Yaklaşan enerji ihtiyacı göz önüne alındığında, Three Mile Island gibi bir tesisin yeniden başlatılması için para ödemek Microsoft gibi bir şirket için uygun bir fırsat gibi görünüyor.
“Güneş parlıyor veya rüzgar esiyor olsun, günde 24 saat, haftada yedi gün, çok fazla güç tüketen veri merkezlerinden bahsediyorsunuz,” diyor nükleer mühendis olarak eğitim almış Hanson. “Nükleer enerji için mükemmel bir eşleşme.”
Hanson, Constellation’ın, ismi Crane Temiz Enerji Merkezi olarak değiştirilen santrali 2028 yılına kadar faaliyete geçireceğini söylüyor.
Nükleer durgunluk:
Eğer teknoloji nükleer endüstriye ihtiyaç duyuyorsa, nükleer endüstrinin teknolojiye daha da fazla ihtiyacı olabilir.
Endişeli Bilim İnsanları Birliği adına sektörü takip eden Edwin Lyman, “Onlarca yıldır nükleer enerji projesi yürütülmüyordu” diyor.
Son yıllarda ABD’de yalnızca iki güç reaktörü inşa edildi ve bunlar bütçenin milyarlarca dolar üzerinde ve programın çok gerisindeydi. Lyman, “Nihai maliyet, orijinal tahminin iki katından fazlaydı ve reaktörleri hizmete sokmak için gereken süre, orijinal olarak öngörülenin iki katıydı” diyor.

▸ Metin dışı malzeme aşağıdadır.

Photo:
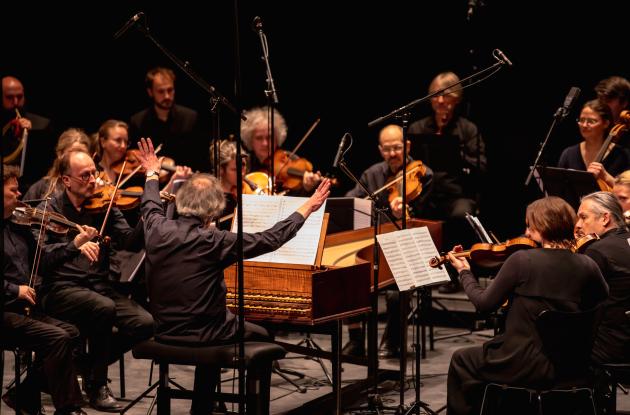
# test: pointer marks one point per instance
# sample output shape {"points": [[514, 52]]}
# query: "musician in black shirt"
{"points": [[186, 258]]}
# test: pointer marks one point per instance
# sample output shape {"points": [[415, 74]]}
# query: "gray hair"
{"points": [[260, 115], [201, 196], [606, 202]]}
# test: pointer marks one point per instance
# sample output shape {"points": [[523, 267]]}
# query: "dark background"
{"points": [[346, 63]]}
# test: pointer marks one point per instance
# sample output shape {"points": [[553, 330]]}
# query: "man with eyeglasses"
{"points": [[391, 148], [79, 291]]}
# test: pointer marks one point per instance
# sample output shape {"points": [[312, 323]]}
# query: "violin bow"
{"points": [[111, 202], [297, 147]]}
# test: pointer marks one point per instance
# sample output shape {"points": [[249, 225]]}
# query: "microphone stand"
{"points": [[272, 100], [403, 114], [374, 401], [557, 118]]}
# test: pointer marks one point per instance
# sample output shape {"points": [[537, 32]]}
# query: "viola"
{"points": [[126, 199], [289, 171], [134, 167], [54, 222], [488, 255]]}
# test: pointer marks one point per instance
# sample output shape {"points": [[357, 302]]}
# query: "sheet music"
{"points": [[408, 253], [261, 212]]}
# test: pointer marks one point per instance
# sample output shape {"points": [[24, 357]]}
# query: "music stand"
{"points": [[568, 184]]}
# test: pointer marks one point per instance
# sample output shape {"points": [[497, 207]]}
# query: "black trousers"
{"points": [[53, 342], [207, 376], [95, 312], [464, 385]]}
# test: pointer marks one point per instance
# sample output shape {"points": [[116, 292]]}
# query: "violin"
{"points": [[580, 244], [134, 167], [414, 172], [54, 222], [488, 255], [126, 199]]}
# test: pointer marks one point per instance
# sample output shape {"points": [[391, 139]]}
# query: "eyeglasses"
{"points": [[85, 177], [587, 121], [396, 148]]}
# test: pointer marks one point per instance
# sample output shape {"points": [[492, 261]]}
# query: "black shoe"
{"points": [[389, 351], [449, 288], [102, 399], [70, 411], [10, 399], [354, 348]]}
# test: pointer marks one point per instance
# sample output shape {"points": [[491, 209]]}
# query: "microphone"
{"points": [[342, 144], [128, 25], [501, 56], [569, 101], [257, 24]]}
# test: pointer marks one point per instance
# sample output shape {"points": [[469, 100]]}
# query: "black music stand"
{"points": [[568, 184]]}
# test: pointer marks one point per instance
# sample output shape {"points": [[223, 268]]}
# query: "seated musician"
{"points": [[186, 258], [79, 291], [52, 340], [454, 148], [600, 213], [70, 139], [533, 280], [256, 136], [391, 149], [595, 122]]}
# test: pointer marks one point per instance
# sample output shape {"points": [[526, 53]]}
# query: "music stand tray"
{"points": [[568, 184]]}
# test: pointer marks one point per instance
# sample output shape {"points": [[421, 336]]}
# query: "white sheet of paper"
{"points": [[262, 212], [408, 253]]}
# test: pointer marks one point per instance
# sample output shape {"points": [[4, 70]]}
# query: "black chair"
{"points": [[615, 375], [258, 359], [567, 339]]}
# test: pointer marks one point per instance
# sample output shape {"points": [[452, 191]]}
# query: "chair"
{"points": [[258, 359], [567, 340]]}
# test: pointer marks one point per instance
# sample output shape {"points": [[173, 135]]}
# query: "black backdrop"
{"points": [[345, 62]]}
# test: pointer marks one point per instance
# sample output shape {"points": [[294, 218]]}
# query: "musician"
{"points": [[621, 190], [41, 135], [186, 258], [391, 149], [71, 139], [454, 148], [79, 291], [532, 280], [595, 122], [256, 136], [614, 91], [601, 213], [51, 340], [180, 129]]}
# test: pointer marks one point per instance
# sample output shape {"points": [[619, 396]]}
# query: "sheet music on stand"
{"points": [[408, 253], [261, 212]]}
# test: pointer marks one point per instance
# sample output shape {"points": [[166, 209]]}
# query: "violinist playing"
{"points": [[255, 133], [391, 149], [533, 280], [52, 340], [79, 291]]}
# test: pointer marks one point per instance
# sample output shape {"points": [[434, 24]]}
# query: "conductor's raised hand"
{"points": [[146, 155]]}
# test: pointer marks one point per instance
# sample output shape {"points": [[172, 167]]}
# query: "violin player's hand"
{"points": [[310, 180], [147, 156], [598, 170], [86, 234], [27, 293], [397, 207], [460, 264], [90, 250]]}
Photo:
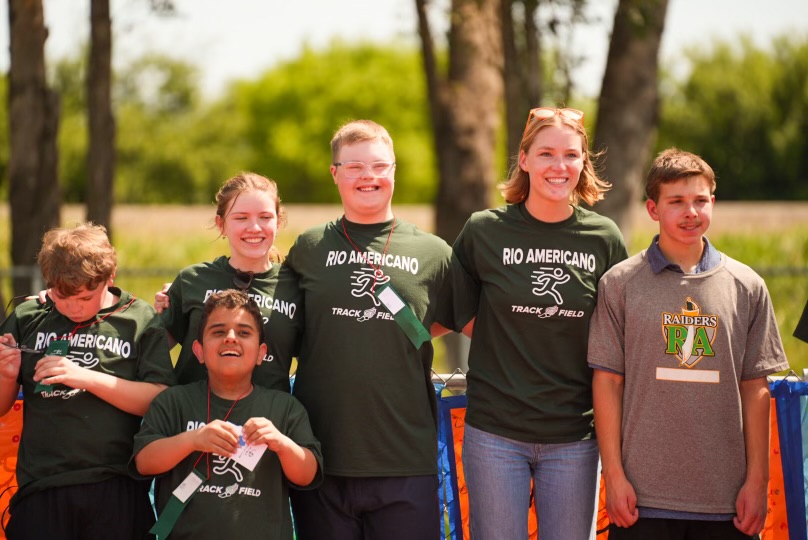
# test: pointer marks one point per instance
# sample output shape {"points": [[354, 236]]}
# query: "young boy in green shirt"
{"points": [[89, 359], [204, 433]]}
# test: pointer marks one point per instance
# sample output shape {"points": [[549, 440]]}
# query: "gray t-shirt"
{"points": [[684, 342]]}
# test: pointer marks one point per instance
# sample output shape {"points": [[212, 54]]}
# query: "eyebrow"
{"points": [[213, 326]]}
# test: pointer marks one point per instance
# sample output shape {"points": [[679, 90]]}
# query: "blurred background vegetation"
{"points": [[744, 108]]}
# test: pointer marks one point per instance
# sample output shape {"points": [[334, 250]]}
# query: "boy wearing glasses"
{"points": [[89, 360], [370, 283], [680, 390], [208, 430]]}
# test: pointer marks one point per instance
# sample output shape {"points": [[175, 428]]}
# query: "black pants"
{"points": [[114, 509], [678, 529], [348, 508]]}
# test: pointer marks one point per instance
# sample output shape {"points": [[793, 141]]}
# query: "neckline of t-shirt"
{"points": [[530, 218], [380, 227]]}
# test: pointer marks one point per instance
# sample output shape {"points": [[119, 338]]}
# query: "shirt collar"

Bu arada, mevcut nükleer santral filosu daha ucuz doğal gaz ve yenilenebilir enerji kaynaklarına ayak uydurmak için mücadele ediyor. Aslında, Three Mile Island’ın ilk etapta kapanmasının nedeni de buydu. Hanson, “Elektrik fiyatları düşmeye başladı ve yoğun operasyonlar gerektiren nükleer santraller ekonomik olmaktan çıktı,” diyor. “Bu zor kararı hissedarlarımıza borçluyduk.”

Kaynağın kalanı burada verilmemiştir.